Beginning this review, I had intended to emulate the prize jurors and describe a favorite among the stories. I find this more of a challenge than I had thought. While all of the pieces are exquisitely crafted, several linger in my mind. “Them Old Cowboy Songs” turns the American ideal on its head, stripping away the gold screen of the Old West, and showing a world where hard work did not always yield success, where despite the best of intentions, people lost to circumstances and to each other. In “The Bridge,” the narrator’s blind uncle and aunt walk hand in hand off of the gap in a damaged pedestrian bridge. Their deaths force the narrator to remove his own emotional blinders and view the madness and shadows of his family. In “A Spoiled Man” Daniyal Mueenuddin’s descriptions of the hills of Pakistan fill the senses even as the compelling and misguided connection between a wealthy American woman and an elderly peasant churns with Shakespearean inevitability toward disaster.
The story that stayed with me the longest was Natalie Bakopoulos’ “Fresco, Byzantine.” Set among political prisoners interned in an island camp during the military dictatorship of Greece in the early 1970’s, “Fresco, Byzantine” explores the concept of fidelity – to art, to ideals, to loved ones, and to oneself. Bakopoulous’ delicate descriptions are as lovely as the choices confronting her protagonists are heartbreaking. Two prisoners first collaborate, then, as the men’s and women’s camps are separated, communicate through the restoration of the painted frescos in a ruined church. Art, ideology, and love collide as some of the prisoners face release.

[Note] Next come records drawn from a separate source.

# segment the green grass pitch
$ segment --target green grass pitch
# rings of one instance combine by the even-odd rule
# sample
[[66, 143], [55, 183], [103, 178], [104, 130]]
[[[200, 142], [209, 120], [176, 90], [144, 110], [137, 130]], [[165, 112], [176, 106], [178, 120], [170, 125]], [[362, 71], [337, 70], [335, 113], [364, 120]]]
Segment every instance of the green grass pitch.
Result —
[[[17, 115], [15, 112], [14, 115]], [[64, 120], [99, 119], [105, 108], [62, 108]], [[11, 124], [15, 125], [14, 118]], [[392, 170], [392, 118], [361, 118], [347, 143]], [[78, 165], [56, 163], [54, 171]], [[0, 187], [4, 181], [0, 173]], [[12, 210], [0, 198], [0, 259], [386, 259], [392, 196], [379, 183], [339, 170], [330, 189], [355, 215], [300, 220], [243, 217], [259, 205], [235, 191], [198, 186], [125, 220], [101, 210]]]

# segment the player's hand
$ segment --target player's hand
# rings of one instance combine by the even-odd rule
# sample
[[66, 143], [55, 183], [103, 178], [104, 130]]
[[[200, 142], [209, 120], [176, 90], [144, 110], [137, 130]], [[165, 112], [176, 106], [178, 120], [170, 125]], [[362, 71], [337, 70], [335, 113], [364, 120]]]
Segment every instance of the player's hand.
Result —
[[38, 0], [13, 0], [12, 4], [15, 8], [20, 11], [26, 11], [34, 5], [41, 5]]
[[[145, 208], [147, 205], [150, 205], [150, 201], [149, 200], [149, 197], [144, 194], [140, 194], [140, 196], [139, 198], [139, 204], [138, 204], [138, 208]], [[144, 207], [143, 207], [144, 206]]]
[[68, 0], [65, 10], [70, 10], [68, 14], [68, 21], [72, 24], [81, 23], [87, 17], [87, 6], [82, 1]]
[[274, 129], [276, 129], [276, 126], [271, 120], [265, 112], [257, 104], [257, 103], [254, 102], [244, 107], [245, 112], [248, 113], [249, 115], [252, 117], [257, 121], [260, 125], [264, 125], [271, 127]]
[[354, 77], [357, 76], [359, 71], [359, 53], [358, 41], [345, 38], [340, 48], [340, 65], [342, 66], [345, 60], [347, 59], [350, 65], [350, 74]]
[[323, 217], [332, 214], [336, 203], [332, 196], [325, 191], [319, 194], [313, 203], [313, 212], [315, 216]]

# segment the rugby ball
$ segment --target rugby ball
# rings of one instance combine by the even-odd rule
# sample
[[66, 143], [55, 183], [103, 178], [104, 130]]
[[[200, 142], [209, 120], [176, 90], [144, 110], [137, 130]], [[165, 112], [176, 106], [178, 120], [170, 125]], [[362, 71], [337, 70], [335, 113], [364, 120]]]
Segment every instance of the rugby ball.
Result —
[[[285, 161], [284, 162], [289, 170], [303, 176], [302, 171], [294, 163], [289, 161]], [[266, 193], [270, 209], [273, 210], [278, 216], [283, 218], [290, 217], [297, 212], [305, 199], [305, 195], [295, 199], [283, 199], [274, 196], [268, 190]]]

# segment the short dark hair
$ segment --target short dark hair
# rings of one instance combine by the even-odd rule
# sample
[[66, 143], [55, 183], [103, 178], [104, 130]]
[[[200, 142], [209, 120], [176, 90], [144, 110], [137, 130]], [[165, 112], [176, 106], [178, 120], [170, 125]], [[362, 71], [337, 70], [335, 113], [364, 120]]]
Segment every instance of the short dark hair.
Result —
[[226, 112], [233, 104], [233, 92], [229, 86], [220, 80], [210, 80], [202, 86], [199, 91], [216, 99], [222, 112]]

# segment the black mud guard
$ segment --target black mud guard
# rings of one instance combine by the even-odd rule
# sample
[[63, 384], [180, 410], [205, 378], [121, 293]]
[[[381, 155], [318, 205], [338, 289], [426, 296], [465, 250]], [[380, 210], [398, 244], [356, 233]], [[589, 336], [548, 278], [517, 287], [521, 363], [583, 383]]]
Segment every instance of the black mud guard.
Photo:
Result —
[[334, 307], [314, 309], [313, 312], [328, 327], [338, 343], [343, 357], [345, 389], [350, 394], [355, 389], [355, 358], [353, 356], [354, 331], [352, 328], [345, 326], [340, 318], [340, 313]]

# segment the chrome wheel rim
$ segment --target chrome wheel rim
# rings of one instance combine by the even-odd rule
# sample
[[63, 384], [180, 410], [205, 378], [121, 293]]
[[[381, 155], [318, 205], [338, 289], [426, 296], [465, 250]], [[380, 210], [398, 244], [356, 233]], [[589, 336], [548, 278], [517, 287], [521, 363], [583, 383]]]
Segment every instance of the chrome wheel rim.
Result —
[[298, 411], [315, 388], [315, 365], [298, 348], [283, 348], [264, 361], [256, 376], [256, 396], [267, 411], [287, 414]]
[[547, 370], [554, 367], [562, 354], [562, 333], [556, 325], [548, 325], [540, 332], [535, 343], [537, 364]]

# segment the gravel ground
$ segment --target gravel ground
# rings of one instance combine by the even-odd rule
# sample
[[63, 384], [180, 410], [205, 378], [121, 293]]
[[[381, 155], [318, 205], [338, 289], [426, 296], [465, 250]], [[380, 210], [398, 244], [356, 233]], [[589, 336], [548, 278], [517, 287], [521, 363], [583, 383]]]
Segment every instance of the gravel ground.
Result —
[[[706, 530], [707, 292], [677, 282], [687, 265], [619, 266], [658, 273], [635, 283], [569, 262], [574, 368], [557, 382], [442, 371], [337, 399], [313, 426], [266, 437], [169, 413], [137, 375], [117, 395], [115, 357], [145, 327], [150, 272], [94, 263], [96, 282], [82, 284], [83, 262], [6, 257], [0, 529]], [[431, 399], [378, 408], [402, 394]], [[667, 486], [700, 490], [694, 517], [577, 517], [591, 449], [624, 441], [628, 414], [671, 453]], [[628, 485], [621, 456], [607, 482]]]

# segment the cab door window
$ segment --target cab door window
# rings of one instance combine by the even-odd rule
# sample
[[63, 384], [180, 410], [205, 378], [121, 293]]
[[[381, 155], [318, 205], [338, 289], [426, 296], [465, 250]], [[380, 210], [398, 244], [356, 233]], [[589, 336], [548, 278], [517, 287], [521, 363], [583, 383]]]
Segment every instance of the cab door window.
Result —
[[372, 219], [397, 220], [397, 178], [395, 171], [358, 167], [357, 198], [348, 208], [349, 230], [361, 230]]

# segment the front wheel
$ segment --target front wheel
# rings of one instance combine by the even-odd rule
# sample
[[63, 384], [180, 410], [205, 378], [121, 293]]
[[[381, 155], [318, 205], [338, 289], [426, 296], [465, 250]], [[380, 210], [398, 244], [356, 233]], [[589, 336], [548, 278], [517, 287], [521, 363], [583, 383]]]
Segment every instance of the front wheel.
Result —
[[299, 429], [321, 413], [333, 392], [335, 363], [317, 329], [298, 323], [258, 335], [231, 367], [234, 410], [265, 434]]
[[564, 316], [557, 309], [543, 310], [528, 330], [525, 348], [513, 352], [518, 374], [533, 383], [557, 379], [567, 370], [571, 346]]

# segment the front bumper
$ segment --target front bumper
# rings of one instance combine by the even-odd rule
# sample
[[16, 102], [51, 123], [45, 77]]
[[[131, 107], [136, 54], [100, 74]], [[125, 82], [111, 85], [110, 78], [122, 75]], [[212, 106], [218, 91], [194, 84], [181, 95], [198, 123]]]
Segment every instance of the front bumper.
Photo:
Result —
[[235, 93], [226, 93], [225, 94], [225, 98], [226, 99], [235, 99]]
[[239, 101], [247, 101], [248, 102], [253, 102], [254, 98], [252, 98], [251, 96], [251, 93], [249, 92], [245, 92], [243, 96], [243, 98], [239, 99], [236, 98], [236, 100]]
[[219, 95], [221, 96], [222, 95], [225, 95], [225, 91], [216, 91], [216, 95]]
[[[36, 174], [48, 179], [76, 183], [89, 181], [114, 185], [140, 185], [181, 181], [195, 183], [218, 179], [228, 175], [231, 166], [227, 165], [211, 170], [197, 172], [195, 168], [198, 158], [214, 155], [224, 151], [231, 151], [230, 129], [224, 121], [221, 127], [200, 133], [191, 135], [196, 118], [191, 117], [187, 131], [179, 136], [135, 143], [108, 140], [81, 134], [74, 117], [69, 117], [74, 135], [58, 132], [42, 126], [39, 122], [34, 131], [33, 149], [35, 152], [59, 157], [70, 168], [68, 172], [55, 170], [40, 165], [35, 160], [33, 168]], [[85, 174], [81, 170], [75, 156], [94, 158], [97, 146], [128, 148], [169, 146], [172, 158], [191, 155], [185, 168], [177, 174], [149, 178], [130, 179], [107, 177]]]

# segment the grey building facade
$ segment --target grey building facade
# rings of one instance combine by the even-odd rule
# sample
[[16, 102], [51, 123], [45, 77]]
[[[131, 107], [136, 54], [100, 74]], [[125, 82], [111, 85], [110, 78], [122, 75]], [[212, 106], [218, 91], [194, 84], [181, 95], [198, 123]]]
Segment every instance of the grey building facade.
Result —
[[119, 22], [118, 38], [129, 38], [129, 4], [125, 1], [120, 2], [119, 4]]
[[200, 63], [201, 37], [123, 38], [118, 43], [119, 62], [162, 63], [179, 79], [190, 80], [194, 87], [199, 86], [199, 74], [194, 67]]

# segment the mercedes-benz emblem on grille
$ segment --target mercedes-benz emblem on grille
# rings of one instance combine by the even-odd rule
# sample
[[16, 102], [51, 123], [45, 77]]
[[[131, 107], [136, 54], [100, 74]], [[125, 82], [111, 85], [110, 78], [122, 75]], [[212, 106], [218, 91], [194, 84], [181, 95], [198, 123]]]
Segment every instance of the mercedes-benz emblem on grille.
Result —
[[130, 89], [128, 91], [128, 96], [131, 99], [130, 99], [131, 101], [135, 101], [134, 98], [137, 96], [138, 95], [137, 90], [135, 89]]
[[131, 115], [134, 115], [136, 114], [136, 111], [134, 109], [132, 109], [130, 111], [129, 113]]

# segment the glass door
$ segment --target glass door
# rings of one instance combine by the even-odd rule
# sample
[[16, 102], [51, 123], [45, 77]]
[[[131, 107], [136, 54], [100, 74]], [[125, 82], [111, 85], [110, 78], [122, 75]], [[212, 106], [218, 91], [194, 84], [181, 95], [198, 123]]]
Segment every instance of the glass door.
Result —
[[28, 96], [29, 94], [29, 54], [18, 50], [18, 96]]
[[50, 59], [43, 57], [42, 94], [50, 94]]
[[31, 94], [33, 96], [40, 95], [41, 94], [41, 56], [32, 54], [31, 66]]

Confronted with the task of reviewing this dazzling vastness of fiction, I chose to dodge the impossibility of adequately analyzing each piece. Suffice it to say, this is a selection of the best that contemporary literature offers us. Redemptive, suffocating, searing, illuminating, unsettling, haunting, memorable – pick an adjective; perhaps the only one that would not apply is comfortable. These stories inspire, and for a writer of fiction, intimidate. Here we find humanity in its uncomfortable, awkward and transcendent whole. These stories are the magnifying mirror of our souls. In these pieces, birth, death, failure, and transformation are always with us.
No, the short story is not dying, but it is mortal. As readers, we can support the vitality of this unique art that encapsulates all that we are, or we can allow it to fade with neglect. In the end, our art informs us, and our art defines us. The stories of a civilization are its record, outlasting the individuals, even paintings, statues, and monuments. We are remembered through our words.